The REIT trades as BDN on the NYSE, and shares were trading at $28.56 a share at midday on March 1. At that price, the offering, plus the over-allotment, would raise slightly less than $52.6 million, less costs of the underwriting.
Net proceeds will be used to repay borrowings under Brandywine's revolving credit facility, including amounts that were advanced from the facility to fund its repurchase of outstanding Series B preferred units. At the same time it announced the Citigroup underwriting agreement, Brandywine also redeems all of its nearly two million Series B preferred units in Brandywine Operating Partnership for an aggregate price of $93 million.
The Series B units had an aggregate stated value of $97.5 million, accrued distributions at 7.25% a year, and were convertible to common shares at a $28-per-share conversion rate. The redemption--or repurchase--was funded with borrowings from the revolving credit facility. Those borrowings will be repaid with the current sale of common shares and the approximately $50 million Brandywine raised by issuing two million shares of Series D cumulative redeemable shares in early February.

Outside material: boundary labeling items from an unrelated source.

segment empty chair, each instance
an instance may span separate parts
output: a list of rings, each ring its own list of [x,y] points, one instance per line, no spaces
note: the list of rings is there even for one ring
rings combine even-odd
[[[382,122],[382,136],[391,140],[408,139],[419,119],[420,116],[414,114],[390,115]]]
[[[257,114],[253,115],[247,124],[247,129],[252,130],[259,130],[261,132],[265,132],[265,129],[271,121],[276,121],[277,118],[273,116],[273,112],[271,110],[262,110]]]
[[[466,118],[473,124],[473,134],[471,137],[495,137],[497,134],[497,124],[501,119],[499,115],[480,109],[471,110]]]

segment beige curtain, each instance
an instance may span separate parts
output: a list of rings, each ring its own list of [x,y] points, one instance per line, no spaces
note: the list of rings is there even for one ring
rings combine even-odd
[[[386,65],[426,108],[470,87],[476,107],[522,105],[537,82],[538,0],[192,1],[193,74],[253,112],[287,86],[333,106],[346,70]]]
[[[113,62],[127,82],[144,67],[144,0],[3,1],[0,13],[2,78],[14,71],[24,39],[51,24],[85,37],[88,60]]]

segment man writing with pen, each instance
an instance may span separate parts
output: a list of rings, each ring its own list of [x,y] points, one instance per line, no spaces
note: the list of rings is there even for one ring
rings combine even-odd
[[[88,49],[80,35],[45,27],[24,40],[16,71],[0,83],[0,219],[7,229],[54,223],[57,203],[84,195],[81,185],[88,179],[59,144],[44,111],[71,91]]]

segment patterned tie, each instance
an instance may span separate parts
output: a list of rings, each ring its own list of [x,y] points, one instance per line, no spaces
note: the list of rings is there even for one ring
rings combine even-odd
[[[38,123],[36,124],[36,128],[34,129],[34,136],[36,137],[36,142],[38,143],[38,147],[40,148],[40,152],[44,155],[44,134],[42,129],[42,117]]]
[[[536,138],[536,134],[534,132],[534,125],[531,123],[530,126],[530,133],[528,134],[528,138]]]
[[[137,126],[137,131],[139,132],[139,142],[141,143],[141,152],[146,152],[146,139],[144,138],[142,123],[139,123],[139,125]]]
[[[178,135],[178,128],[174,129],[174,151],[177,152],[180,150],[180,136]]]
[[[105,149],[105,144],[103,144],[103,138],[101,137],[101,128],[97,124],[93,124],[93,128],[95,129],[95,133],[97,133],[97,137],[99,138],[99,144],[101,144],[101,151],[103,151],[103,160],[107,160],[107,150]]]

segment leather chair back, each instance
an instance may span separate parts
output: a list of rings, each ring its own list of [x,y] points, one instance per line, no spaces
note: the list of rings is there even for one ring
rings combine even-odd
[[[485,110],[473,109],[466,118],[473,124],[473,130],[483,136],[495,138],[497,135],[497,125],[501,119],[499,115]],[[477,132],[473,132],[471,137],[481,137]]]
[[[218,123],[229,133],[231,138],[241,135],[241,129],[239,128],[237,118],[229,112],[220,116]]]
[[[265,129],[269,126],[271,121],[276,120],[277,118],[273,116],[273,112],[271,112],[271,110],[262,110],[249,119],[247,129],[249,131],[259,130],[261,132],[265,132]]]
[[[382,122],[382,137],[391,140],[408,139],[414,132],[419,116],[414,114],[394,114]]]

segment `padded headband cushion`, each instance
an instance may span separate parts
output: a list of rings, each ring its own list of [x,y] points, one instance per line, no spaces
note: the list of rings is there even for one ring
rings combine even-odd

Gerard Sweeney, president and CEO, says the sale of common shares "represents the final step in financing the redemption of the majority of our convertible preferred securities." The series of transactions the REIT has executed over the past 90 days, Sweeney says, results in the replacement of convertible preferred shares totaling $202.2 million with "a balanced mix of common and perpetual preferred shares. Fixed charges," he notes, "will be substantially reduced. These steps have strengthened our balance sheet and put us in a stronger financial position to fund new acquisitions of office and industrial properties."